Most of the men were in tuxes. A little fact that Josh had conveniently neglected to mention. Not that Michael minded. He wouldn’t have worn one anyway. If he’d had one to wear.
Still it gave him another bone to pick with his old friend. If the slippery son of a bitch ever showed up.
On the bright side, he had a cold beer in his hand. The finger food spread out artistically on buffet tables looked delicate, but it tasted fine. He’d already enjoyed a mild flirtation with a woman who mistook him for some Hollywood young gun. Michael hadn’t bothered to disabuse her.
He was considering wandering about, maybe taking a turn outside in the fresh air or checking out one of the other rooms. He might find that pool table and a few suckers to fleece. Then Laura moved back to him.
“I’m sorry. There were a few people I needed to speak with.” In a gesture that was both absentminded and automatic, she accepted a glass of champagne from a roving waiter, murmured her thanks.
“No problem.”
But it was, she thought, her problem. She’d had some time to think about it. “I am sorry, Michael. I was annoyed with Josh for maneuvering me into this evening and I took it out on you.” When he didn’t respond, she drummed up a smile. “So, what were you and Kitty Bennett talking about?”
“Who? Oh, the ditzy brunette with all the teeth.”
Laura choked on her champagne. She’d never heard the chair of the Monterey Arts Council described just that way. Or quite that accurately. “Yes.”
“She dug my last flick.”
“Did she?”
He decided to be friendly, smiled. “Not Braveheart, though I had a couple of nice stunts in it. She thought I was the director of some art house film. Something about foot fetishes.”

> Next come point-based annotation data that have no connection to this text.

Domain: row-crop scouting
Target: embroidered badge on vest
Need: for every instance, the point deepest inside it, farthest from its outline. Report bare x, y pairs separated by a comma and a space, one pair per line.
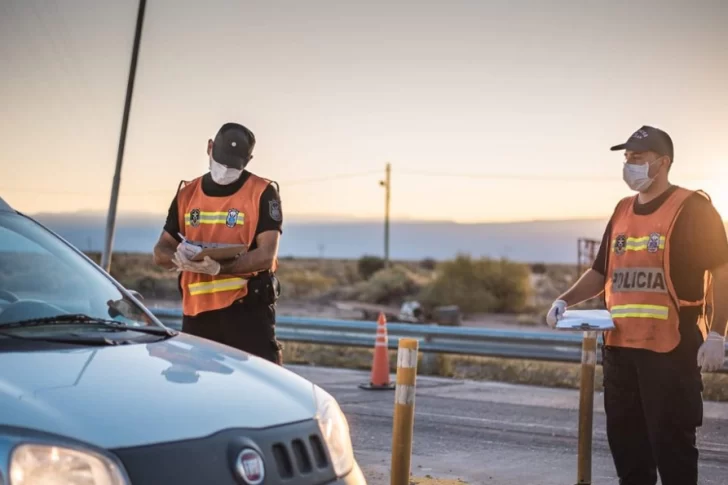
232, 218
654, 243
274, 210
195, 217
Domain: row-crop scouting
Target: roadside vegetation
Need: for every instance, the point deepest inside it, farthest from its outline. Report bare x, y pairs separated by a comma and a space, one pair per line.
474, 285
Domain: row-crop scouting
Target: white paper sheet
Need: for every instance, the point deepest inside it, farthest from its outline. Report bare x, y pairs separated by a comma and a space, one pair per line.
580, 320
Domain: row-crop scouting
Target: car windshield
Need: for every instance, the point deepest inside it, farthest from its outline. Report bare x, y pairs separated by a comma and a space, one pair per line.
42, 277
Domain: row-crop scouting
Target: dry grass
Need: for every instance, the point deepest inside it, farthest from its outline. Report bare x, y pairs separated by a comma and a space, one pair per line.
479, 285
516, 371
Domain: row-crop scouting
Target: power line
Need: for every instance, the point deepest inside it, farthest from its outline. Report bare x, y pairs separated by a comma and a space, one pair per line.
170, 193
526, 177
343, 176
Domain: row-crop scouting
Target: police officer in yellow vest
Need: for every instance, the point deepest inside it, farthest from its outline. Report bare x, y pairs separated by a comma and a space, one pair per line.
231, 301
663, 255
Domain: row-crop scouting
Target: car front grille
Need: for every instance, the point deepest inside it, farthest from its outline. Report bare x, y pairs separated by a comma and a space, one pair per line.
294, 454
300, 456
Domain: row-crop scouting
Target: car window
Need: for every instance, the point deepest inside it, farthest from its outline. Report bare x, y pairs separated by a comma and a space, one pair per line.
41, 276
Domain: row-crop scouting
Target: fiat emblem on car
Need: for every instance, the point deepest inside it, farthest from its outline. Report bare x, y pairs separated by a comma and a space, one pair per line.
250, 467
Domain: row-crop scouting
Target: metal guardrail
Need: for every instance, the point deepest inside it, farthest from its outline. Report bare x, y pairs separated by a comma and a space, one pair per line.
544, 346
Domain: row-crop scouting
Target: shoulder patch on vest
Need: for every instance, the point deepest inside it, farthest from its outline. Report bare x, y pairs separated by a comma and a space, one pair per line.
195, 217
653, 244
274, 210
232, 217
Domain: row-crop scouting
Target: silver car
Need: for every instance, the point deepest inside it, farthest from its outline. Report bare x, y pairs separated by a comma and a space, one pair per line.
94, 390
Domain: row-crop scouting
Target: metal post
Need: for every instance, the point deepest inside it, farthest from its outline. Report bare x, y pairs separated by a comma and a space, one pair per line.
586, 407
404, 412
111, 217
386, 183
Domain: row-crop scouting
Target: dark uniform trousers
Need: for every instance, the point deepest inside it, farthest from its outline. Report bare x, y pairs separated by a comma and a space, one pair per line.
653, 404
244, 325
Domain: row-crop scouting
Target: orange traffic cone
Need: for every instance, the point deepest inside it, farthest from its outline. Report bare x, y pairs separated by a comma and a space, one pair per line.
380, 365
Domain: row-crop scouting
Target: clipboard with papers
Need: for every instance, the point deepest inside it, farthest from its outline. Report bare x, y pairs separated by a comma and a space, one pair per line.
586, 320
218, 252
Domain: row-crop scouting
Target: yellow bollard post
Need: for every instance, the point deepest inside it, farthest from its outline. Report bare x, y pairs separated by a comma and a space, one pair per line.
404, 411
586, 407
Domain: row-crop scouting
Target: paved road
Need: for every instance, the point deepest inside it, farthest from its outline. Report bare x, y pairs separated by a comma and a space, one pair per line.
492, 433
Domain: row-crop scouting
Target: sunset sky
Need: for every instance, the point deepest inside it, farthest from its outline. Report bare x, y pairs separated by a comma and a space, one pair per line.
488, 111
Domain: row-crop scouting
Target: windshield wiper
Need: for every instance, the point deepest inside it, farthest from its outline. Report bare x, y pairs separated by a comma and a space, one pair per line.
86, 320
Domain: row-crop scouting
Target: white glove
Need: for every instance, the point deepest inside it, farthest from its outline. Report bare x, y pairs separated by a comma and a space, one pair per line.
189, 250
712, 353
206, 266
556, 313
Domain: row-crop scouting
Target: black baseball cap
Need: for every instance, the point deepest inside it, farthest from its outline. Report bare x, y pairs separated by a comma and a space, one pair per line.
648, 139
233, 145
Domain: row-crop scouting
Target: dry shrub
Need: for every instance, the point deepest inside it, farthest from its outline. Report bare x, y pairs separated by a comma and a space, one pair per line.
480, 285
390, 286
304, 284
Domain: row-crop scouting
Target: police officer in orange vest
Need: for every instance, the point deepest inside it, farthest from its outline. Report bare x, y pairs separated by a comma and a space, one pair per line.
663, 255
231, 301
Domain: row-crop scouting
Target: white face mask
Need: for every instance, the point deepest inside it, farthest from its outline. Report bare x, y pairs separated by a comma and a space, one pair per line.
637, 176
223, 175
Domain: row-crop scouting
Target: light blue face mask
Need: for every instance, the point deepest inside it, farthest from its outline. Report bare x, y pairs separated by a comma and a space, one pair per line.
637, 176
223, 175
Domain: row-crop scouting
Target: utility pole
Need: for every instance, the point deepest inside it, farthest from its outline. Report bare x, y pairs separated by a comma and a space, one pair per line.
111, 217
387, 184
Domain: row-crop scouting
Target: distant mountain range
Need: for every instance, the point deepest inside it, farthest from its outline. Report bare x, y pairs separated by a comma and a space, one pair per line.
539, 241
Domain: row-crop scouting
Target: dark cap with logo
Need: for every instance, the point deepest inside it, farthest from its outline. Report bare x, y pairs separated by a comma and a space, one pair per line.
233, 145
648, 139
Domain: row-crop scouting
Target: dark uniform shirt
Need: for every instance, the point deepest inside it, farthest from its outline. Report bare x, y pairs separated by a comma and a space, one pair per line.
266, 220
698, 243
244, 325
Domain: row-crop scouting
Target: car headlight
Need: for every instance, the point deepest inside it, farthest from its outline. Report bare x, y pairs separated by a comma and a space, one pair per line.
335, 430
55, 465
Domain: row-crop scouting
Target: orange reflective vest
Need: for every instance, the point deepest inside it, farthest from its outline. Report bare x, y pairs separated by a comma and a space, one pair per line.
639, 292
218, 220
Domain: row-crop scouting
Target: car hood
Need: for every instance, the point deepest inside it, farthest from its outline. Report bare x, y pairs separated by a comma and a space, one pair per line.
181, 388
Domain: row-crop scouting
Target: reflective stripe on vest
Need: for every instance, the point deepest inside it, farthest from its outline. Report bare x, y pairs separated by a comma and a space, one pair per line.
639, 293
216, 286
659, 312
215, 218
217, 221
642, 243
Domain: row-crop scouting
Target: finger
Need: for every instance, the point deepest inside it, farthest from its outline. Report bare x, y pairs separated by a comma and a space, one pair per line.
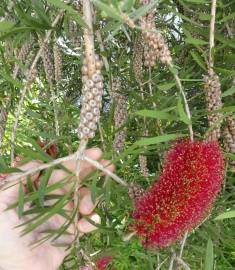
86, 205
84, 226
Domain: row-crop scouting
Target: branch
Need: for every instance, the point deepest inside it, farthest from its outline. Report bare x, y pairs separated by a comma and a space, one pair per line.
106, 171
212, 34
178, 82
89, 37
24, 91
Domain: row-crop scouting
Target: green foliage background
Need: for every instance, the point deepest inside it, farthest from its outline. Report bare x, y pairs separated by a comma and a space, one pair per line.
185, 25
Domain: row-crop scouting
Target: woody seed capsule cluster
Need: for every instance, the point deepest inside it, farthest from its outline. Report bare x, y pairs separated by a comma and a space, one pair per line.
212, 89
47, 61
156, 47
23, 54
143, 161
120, 116
91, 100
229, 136
73, 34
57, 63
138, 59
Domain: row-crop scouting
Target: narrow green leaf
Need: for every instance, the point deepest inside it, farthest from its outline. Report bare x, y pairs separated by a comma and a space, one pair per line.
94, 188
228, 92
183, 116
165, 86
197, 1
158, 139
54, 209
76, 16
127, 5
38, 6
43, 184
156, 114
195, 41
227, 18
198, 59
229, 214
20, 200
143, 10
110, 11
6, 25
209, 259
230, 155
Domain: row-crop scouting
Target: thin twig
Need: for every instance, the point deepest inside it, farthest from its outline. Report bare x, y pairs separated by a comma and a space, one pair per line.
102, 49
179, 85
56, 118
161, 264
17, 176
212, 34
182, 263
106, 171
24, 91
173, 256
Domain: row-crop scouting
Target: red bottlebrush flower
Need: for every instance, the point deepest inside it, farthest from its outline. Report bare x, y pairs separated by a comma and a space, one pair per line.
103, 262
183, 196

“Mm-hmm. And you discussed the metaphoric twists on our sex-obsessed society, along with the multiple layers of symbolism representing moral decay.”

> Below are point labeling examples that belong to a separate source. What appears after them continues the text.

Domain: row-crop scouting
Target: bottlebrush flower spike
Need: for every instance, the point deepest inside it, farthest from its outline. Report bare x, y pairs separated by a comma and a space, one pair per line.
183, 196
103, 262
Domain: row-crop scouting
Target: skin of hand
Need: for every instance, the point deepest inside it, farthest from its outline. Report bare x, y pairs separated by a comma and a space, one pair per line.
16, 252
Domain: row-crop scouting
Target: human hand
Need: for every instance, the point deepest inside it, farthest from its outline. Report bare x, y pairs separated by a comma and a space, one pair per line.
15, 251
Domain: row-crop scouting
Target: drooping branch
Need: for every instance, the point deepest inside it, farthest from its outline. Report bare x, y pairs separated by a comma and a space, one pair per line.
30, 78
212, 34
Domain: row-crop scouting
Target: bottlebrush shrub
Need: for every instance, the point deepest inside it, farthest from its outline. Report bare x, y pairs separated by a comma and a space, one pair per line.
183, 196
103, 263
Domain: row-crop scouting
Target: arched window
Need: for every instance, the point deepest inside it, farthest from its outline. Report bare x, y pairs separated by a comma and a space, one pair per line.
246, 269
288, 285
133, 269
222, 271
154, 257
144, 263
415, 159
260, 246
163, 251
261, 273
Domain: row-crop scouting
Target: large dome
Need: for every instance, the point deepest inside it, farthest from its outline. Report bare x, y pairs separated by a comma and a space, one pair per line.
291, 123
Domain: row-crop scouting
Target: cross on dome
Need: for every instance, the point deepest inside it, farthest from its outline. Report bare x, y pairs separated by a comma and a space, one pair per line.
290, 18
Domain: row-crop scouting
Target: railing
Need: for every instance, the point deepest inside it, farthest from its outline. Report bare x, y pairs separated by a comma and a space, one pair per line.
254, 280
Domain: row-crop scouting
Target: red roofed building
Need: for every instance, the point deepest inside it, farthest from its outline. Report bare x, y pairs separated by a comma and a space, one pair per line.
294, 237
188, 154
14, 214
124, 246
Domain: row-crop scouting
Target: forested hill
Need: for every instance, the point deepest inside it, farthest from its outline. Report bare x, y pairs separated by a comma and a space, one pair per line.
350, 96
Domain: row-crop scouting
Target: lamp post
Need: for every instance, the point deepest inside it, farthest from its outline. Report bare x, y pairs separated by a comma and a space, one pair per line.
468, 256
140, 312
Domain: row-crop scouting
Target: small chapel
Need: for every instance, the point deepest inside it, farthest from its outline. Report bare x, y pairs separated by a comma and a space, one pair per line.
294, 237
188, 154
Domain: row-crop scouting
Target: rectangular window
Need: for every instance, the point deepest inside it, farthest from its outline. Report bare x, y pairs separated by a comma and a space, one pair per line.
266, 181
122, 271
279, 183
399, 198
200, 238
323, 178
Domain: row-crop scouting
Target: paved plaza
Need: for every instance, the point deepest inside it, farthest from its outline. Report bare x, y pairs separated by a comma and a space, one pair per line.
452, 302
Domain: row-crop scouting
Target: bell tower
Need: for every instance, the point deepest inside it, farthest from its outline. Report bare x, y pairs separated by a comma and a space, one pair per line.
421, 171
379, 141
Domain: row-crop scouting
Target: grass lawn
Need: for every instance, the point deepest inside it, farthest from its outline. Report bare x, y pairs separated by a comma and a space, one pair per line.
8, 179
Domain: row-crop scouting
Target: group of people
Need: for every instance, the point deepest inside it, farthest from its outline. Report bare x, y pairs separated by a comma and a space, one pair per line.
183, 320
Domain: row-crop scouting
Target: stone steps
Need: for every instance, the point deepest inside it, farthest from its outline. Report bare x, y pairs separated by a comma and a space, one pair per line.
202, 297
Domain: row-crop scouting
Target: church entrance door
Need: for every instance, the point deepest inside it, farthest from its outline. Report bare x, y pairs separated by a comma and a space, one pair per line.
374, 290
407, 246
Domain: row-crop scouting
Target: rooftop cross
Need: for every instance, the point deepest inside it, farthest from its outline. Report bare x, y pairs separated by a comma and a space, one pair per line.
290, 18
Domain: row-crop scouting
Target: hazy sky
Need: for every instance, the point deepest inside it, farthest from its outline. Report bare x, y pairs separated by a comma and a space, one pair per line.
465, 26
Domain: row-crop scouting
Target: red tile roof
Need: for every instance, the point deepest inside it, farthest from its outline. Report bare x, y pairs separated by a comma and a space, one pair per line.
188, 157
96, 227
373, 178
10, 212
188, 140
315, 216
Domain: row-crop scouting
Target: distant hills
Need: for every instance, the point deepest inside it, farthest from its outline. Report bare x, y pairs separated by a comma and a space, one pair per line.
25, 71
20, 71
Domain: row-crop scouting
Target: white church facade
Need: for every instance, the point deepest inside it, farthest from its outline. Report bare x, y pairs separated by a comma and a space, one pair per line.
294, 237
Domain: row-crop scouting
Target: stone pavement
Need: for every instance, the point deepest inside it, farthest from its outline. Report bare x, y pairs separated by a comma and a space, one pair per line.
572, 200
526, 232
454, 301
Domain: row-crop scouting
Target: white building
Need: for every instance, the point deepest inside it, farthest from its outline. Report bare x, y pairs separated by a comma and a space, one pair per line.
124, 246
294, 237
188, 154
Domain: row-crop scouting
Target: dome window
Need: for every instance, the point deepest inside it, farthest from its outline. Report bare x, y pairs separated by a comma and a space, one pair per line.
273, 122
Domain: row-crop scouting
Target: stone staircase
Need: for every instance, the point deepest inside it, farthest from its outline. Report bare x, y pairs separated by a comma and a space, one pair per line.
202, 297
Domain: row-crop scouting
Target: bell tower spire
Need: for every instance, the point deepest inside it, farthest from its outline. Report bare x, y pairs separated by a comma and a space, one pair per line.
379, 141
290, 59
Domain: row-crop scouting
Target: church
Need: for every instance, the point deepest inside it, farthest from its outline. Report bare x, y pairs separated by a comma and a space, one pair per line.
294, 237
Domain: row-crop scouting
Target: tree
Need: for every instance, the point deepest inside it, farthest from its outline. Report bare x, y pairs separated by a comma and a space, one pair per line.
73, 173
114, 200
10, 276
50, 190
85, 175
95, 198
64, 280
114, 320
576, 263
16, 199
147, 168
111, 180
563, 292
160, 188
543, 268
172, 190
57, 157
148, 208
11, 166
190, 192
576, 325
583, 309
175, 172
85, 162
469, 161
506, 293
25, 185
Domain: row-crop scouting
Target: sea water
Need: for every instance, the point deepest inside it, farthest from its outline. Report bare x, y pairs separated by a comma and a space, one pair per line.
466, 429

He started to feel better. “Something like that. She thinks I’m brilliant, and underrated. I think I m
ight be getting a grant.”
“Congratulations.”
“Of course, she really only wanted my body.”
“Well, an artist must make sacrifices. Ah, there’s Byron and Kate.”
Michael glanced over. His brows rose in surprise as he saw the streamlined brunette in slinky black. The gamine face, all sloe-colored eyes, and the close-cropped dark hair tipped him off, though the girl he remembered had been skinny, coltish—a borderline nerd.
“That’s Kate? Kate Powell?”
“She works out now,” Laura muttered. “She’s gotten obsessive about it, so don’t get her started.”
“That her trainer?” Michael muttered back, measuring the broad-shouldered, long-limbed man beside her.
“And husband. He’s also my boss. Byron.” She held out a hand as the couple maneuvered through the crowd toward them. A quick kiss and she turned to Kate. “Margo was right, as usual. The Karan suits you. Byron De Witt, Michael Fury.”
“Nice to meet you. Kate’s been telling me stories.”
“And I didn’t even need to exaggerate.” Grinning, she stepped forward and gave Michael a quick, friendly hug.
Her arms might have been lean, Michael noted, but they were tough. Enjoying her, he drew her back. “Katie Powell. Looking good.”
Because she’d always enjoyed him as well, she wiggled her brows. “Same goes, Mick.”
“Can I get drinks for anyone?” Byron asked in a voice that reminded Michael of mint juleps and magnolia.
“I’ll have what Laura’s having,” Kate decided.
“Michael?”
“Bass ale.”
“That ought to go down just fine,” Byron decided. “I think I’ll join you. Excuse me a minute.”
“It’s the Southern,” Kate said, watching him walk toward the bar with a proprietary and satisfied gleam in her eye. “He’s just a gentleman.”
“It doesn’t look like it’s just the dress that suits you,” Michael commented.
“It’s not.” Kate turned back, smiled warmly. “And unlike the dress, which goes back into stock tomorrow, he’s all mine. So, how the hell are you, Michael Fury, and when do we get to see your horses?”